Whenever I do a first read-through for Population 485: On Stage, I tell the actors and director very little about the background of the play or the real-life people behind the roles I’ve written. This is primarily an issue of professional respect: The actors don’t need a writer telling them how to proceed in their chosen and practiced craft. I want to allow them to discover and inhabit the roles on their own, without me pushing them toward mimicry or impersonation. Mostly, I just want to get out of their way. Give them room and respect to work in the work they’ve chosen.
But just before we begin, I do tell them this: Every line of this play, every story–even in those instances requiring abbreviation or a composite character–is drawn from an actual human being who felt real joy. Real despair. Real pain. How you interpret the lines is up to you, I tell the actors and director, but every time you step onstage, remember: this story was born of real hearts beating.
It’s tricky, because the play veers from horrific tragedy to goofball fun. I fear inadvertently injuring someone’s feelings in either direction. I took comfort then, when I awoke this morning and read the post below by our director Jake. It is good to know that this play–and its people, its real people–are in the hands of someone who knows both vulnerability and courage.

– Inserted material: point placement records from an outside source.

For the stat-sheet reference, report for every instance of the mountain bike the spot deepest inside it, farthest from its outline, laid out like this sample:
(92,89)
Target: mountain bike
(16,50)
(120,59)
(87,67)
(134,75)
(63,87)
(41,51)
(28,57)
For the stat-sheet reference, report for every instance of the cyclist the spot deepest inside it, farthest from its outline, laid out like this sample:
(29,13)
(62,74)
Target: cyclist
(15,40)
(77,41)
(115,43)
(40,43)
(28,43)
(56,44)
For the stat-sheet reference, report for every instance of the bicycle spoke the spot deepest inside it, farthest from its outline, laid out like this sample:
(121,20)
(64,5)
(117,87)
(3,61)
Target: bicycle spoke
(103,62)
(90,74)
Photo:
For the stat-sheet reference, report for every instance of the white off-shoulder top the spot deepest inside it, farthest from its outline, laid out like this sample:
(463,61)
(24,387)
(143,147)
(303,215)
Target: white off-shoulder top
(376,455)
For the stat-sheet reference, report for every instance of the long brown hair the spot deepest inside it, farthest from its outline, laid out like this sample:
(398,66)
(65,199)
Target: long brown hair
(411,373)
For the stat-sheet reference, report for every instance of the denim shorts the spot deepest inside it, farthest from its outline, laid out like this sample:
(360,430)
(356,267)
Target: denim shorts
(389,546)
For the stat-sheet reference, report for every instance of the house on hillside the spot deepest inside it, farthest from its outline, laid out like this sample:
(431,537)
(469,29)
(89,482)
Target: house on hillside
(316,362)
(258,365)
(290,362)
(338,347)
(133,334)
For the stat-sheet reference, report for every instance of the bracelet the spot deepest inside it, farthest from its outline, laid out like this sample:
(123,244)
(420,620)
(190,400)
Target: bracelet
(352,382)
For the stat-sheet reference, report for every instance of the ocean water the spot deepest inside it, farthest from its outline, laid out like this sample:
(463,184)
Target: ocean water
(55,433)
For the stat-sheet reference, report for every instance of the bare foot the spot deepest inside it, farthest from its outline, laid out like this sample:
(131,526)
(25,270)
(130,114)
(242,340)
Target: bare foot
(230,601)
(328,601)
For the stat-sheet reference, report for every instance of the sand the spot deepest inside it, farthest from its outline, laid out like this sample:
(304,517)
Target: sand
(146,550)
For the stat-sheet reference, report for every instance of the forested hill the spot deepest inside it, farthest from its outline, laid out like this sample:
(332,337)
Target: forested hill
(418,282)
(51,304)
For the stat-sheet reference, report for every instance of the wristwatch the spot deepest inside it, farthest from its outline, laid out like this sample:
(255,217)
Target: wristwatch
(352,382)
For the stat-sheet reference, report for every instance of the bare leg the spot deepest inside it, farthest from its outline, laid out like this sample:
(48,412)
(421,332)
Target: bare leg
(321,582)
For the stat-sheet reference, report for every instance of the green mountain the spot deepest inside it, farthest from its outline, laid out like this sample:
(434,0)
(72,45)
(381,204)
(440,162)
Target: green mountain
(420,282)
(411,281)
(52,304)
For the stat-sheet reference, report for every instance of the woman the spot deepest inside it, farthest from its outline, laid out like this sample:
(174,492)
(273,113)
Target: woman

This picture represents a lot. – It’s no secret that today is my 11 year anniversary of my AVM. When it occurred, I was performing on the Kjer Theater stage, in the Downstage Left position (wait–isn’t that the name of a theatre company? Gasp!). Many of my nearest and dearest were in the seats watching it happen before the local fire and rescue crew arrived to help. – Tonight, I sat through a dress rehearsal for a show I am directing–my first big break as a director, and I got giant goose bumps as my best friend, in character, stood in a dramatic scene on the very spot I had my AVM, as other close friends, portraying fire and rescue workers, played out the scene trying to save a life. The symbolism was strong for me. It’s always a tough scene to watch as it is so heavy and performed so beautifully, but tonight my personal experience and connection to the space added weight. – I don’t post these posts to draw attention or to receive sympathy. I celebrate this day vocally as a reminder to myself how damn lucky I am. Damn lucky to be alive, yes–but, SO damn lucky to be alive in the life I have. The people in my life are everything to me. The experiences I have shared with those nearest and dearest are why I fought and continue to fight. Today is a celebration for me, not because I didn’t die (well, there is that), but because of the reasons I have to live. Thank you for letting me have my day, every year.